Uncertainty: A concept that is rich, evocative and loaded with meaning. Uncertainty can conjure up fear and trepidation, or alert one to future opportunities to be explored, depending on the perspective taken. An entrepreneur may look favourably on uncertainties within a particular market from which he can exploit and profit. In contrast a middle manager may fear the consequences of an uncertain future generated by an organisational restructure. What is clear from these two examples is that “uncertainty” is neither a simple nor a neutral term. Instead it is a multi-faceted concept, one that has been discussed and debated by scholars across a broad range of intellectual disciplines from economics to engineering to psychology. To the mathematical mind uncertainty may conjure up probabilities of outcomes; to the psychologist the debate centres on the extent to which uncertainty is an objective or subjective phenomenon, and to the business executive the presence of future uncertainties form the backdrop to most strategic decisions. (For the interested reader Magda Osman has written a masterly synthesis of the different disciplinary approaches to uncertainty in her book “Controlling Uncertainty: Decision making and learning in complex worlds
The Oxford Dictionary of Current Usage 2005 defines uncertainty as “the state of being uncertain; something you cannot be sure about”. Similarly The Oxford English Dictionary defines uncertain as “not able to be relied upon; not known or definite”. Uncertainty would seem to be a state of unknowing – where the individual lacks full and complete knowledge of a situation. These are circumstances in which we constantly find ourselves.

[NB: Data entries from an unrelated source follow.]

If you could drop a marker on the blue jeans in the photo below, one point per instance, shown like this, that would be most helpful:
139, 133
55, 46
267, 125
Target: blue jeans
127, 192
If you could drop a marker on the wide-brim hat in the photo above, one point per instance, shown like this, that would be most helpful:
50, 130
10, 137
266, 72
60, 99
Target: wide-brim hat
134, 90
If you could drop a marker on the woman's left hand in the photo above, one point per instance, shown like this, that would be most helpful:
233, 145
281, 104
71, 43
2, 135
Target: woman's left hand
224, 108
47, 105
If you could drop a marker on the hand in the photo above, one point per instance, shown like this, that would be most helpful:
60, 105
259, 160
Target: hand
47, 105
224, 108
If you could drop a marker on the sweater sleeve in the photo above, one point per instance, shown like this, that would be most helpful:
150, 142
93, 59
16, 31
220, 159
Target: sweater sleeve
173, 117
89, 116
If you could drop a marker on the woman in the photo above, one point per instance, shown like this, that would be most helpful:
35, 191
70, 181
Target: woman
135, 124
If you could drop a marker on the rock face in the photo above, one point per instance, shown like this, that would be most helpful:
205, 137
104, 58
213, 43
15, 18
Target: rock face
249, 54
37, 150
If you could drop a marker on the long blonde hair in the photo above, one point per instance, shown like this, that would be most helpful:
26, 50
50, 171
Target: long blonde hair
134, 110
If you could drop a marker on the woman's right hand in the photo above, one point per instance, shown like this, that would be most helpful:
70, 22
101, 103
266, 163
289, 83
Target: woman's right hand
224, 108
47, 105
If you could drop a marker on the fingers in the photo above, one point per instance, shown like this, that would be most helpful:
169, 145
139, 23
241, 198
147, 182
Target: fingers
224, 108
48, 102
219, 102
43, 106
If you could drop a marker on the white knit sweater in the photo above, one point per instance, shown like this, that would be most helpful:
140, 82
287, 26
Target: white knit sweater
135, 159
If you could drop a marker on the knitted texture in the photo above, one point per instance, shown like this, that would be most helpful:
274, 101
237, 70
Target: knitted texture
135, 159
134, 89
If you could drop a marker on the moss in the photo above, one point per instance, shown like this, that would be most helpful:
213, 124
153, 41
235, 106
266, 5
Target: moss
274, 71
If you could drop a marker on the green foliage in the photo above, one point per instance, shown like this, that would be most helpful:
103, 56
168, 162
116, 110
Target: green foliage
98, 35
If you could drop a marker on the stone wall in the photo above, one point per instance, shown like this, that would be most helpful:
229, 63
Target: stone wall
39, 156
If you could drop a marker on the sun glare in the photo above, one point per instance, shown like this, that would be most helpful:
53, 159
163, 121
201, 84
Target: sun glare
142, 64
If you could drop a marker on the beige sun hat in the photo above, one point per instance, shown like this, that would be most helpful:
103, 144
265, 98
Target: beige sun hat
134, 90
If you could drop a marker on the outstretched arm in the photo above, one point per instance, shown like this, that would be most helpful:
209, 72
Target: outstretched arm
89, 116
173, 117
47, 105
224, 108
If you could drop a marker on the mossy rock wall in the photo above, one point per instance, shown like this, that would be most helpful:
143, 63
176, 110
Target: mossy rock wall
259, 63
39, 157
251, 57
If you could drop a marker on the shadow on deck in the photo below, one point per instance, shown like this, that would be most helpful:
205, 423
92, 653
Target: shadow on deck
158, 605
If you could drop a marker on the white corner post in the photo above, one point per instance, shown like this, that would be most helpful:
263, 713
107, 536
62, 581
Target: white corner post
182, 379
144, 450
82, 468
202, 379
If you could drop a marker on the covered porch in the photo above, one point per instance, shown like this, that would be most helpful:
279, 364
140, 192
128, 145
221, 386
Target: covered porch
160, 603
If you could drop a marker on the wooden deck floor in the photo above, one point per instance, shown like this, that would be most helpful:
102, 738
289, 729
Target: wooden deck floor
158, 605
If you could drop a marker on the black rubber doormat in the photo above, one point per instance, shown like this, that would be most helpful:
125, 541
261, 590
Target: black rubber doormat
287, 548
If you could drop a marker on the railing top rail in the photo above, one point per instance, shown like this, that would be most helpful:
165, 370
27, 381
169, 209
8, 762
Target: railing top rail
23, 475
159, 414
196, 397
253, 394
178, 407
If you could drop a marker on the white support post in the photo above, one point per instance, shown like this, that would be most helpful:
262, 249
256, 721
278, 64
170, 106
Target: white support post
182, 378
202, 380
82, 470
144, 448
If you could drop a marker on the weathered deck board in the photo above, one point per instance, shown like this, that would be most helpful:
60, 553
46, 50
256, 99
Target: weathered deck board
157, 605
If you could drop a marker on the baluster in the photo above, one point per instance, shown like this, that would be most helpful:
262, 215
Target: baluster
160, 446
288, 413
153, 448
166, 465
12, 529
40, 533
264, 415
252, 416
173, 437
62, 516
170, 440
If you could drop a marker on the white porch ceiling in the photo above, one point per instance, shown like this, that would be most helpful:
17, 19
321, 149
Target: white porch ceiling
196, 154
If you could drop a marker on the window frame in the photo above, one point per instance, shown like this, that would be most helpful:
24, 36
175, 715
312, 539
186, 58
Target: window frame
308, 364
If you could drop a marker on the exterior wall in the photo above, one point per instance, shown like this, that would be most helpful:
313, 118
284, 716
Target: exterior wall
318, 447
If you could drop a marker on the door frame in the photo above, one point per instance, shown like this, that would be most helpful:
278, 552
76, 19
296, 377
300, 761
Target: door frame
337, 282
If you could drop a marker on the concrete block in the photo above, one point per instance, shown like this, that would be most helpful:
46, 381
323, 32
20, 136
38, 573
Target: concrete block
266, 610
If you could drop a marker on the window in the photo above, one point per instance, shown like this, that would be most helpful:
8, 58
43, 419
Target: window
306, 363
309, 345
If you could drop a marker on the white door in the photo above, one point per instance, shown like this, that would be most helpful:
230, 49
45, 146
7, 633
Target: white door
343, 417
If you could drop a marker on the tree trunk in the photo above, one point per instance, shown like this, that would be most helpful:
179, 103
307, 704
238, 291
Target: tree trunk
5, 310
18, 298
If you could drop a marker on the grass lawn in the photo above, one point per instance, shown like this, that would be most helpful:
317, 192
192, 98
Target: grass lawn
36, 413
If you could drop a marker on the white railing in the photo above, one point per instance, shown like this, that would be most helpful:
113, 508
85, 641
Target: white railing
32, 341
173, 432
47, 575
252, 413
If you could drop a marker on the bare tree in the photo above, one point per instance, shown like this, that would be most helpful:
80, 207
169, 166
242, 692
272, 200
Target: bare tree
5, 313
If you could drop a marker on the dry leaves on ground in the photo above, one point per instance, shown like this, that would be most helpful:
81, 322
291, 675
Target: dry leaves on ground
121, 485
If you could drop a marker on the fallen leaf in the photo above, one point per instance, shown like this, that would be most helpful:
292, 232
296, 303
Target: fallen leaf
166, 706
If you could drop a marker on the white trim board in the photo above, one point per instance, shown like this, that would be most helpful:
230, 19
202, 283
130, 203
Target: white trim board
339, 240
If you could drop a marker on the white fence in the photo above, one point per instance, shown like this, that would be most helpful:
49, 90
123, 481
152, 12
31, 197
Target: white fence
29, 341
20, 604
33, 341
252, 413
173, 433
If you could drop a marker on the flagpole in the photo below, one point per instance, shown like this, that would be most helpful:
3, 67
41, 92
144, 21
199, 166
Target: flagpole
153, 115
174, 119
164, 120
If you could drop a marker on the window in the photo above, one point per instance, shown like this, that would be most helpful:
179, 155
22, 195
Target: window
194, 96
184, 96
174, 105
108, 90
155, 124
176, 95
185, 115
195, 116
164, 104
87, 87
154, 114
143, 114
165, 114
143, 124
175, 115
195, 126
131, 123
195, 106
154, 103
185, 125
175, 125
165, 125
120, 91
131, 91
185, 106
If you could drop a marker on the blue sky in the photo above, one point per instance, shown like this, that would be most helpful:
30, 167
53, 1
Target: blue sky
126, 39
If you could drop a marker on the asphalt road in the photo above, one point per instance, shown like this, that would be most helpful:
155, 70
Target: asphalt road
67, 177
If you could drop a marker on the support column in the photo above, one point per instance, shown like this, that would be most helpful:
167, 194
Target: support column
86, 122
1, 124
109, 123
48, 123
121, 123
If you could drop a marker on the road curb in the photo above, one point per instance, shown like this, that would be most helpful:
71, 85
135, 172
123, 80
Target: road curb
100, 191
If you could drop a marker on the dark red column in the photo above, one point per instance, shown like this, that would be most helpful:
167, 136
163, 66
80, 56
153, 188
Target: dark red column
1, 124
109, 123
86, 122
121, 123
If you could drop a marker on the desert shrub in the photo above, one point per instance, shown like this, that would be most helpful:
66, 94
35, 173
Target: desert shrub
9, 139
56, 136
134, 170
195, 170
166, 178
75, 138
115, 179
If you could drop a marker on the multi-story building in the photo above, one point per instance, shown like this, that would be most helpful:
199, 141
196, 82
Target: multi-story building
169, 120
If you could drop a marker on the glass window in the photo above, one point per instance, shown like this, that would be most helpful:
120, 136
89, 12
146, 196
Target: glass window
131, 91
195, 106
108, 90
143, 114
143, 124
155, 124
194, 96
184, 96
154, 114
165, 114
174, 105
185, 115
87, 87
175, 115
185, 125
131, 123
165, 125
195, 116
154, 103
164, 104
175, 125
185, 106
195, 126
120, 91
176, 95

We may not like this state of unknowing and we may be scornful of any notion that the intrinsic uncertainty in our world may be managed. And yet, dealing with uncertainty is an evolutionary imperative. Without an innate ability to confront the unknown, we would founder in a highly uncertain and potentially dangerous world. Scores of times a day we intuitively and often subconsciously navigate the uncertainties that confront us – in what the weather may do, the level of congestion on our journey to work, how long a particular task may take us to complete, and how our interactions with colleagues or family should really be interpreted. To be human is to wrestle with uncertainty.
Fortunately, at least in the Western world, most of the daily uncertainties our capricious world sets before us are relatively trivial and the consequences minor. If we get the weather wrong, we may get wet (this is an especially common outcome in the wetlands of Manchester!) If we are caught in congestion we may be late for a meeting – annoying but not life threatening.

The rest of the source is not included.